PDF Print E-mail
Chapter 6 - Computer Concepts and Legal Applications

Advanced Search Features

The following are advanced search features available with some software programs. As you will discover, the emphasis is on a sort of “artificial intelligence” built into the program.

  • Text Box:  Soundalikes - A method whereby the computer will take a word and produce a list of words that “sound” similar. For example, searching soundalikes for the word “confident’ would yield confidential, confidence, etc. It will use the consonants of the main word and will retrieve soundalike words.
  • Phrase Search - The search phrase “General Motors” would locate text where the words are side by side.
  • Synonym Search - Many programs allow you to search for synonyms. For example, if car and automobile were used in the document, then when one searches for car, all occurrences of car and automobile would be retrieved.
  • Proximity Search - To retrieve a word only when it occurs within a specific number of lines or words of another word, use a proximity search.
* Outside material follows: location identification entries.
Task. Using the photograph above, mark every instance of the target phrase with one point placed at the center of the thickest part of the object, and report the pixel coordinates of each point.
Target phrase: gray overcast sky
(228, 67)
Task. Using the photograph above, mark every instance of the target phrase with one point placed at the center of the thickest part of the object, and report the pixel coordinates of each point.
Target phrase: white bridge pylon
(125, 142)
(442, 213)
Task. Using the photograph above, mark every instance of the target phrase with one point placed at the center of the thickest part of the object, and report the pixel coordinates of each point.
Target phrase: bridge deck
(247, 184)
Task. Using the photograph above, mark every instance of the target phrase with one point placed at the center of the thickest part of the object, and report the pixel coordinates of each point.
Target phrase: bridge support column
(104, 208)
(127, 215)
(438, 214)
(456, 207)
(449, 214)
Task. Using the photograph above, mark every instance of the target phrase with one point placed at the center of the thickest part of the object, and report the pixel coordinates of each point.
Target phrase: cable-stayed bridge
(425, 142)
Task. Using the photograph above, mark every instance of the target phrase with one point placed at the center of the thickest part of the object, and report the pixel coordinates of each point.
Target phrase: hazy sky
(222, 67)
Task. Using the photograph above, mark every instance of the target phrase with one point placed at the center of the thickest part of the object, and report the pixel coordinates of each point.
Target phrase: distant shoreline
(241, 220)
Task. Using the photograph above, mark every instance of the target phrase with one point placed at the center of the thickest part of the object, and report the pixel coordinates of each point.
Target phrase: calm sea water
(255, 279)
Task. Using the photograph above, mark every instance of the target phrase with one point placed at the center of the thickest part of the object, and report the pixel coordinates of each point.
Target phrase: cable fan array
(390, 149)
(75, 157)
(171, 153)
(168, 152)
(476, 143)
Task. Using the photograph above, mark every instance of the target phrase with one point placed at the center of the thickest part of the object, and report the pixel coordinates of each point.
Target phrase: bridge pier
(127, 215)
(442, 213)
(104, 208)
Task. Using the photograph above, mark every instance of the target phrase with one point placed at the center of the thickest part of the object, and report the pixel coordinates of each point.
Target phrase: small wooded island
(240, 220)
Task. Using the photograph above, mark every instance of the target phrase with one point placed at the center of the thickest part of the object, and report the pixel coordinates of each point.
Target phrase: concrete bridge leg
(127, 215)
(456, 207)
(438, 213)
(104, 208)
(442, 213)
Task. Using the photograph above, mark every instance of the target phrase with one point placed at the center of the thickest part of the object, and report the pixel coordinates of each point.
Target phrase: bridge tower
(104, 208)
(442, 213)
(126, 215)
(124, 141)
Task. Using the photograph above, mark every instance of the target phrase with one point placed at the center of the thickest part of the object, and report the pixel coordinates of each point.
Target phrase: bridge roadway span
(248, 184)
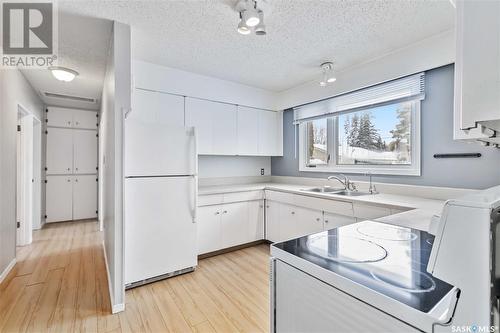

For instance, to retrieve all instances in which car occurs within 3 lines of the word accident, type in the appropriate search command such as car /3 accident.
  • Combined Word Searching - Combined word searches are used to combine synonym, proximity, and/or Boolean searches. For example, you can search and locate all words beginning with auto, but not the word automatic, and also get hits for the word car.
  • Similar Document Searching - Finds all documents that are similar to the primary document. For example, if you locate a particularly important document, then the computer would analyze the document for keywords, location of words and concepts within the document, the number of times they appear, and so on to compare with the other documents. Then other similar documents would be retrieved for your viewing.
  • Fuzzy Searching - Locates words that closely match the spelling of the primary word. Many of the popular word processor packages have this capability when you do a spell check. It will retrieve similarly spelled words and suggest possible replacements. For example, if the primary word is liability then the location of the words libility, liable, lability should be brought to the reader’s attention. Fuzzy searching can be particularly useful when locating materials that have been OCR’d. (Optical Character Recognition converted). When converting documents to full text using OCR software, the errors that occur include leaving out or misspelling letters in words. Fuzzy searching will retrieve close spellings of those words for review. The sophistication of fuzzy searching varies from product to product.
  • Statistical Searching - Is where other words are retrieved that are statistically related to your primary word. Statistical association of words to other words is accomplished at the time the document is “indexed”. When a document is imported into the full text software, the program produces an index of all the words and their relationship to other words. When you “expand” your search of the primary word, it will retrieve all documents where “other” words are statistically related to the primary word, even though the primary word is not in the document. When the primary search term is not in the document, then documents that you would have not been able to locate because they do not contain the primary word will be retrieved.
  • Conceptual, Thesaurus, or Related Searching - Provides other words that are similar or close meaning to the primary word. There can be shades of different meanings to the similar words. An example would be the ability to search for the word “car”; hits returned would include locations of “auto” or “vehicle” automatically. Some full text software comes with a thesaurus. Otherwise, you can purchase a thesaurus that is related to the subject matter of your case. Some permit you to add or create a thesaurus for your case. However, this can be quite time consuming.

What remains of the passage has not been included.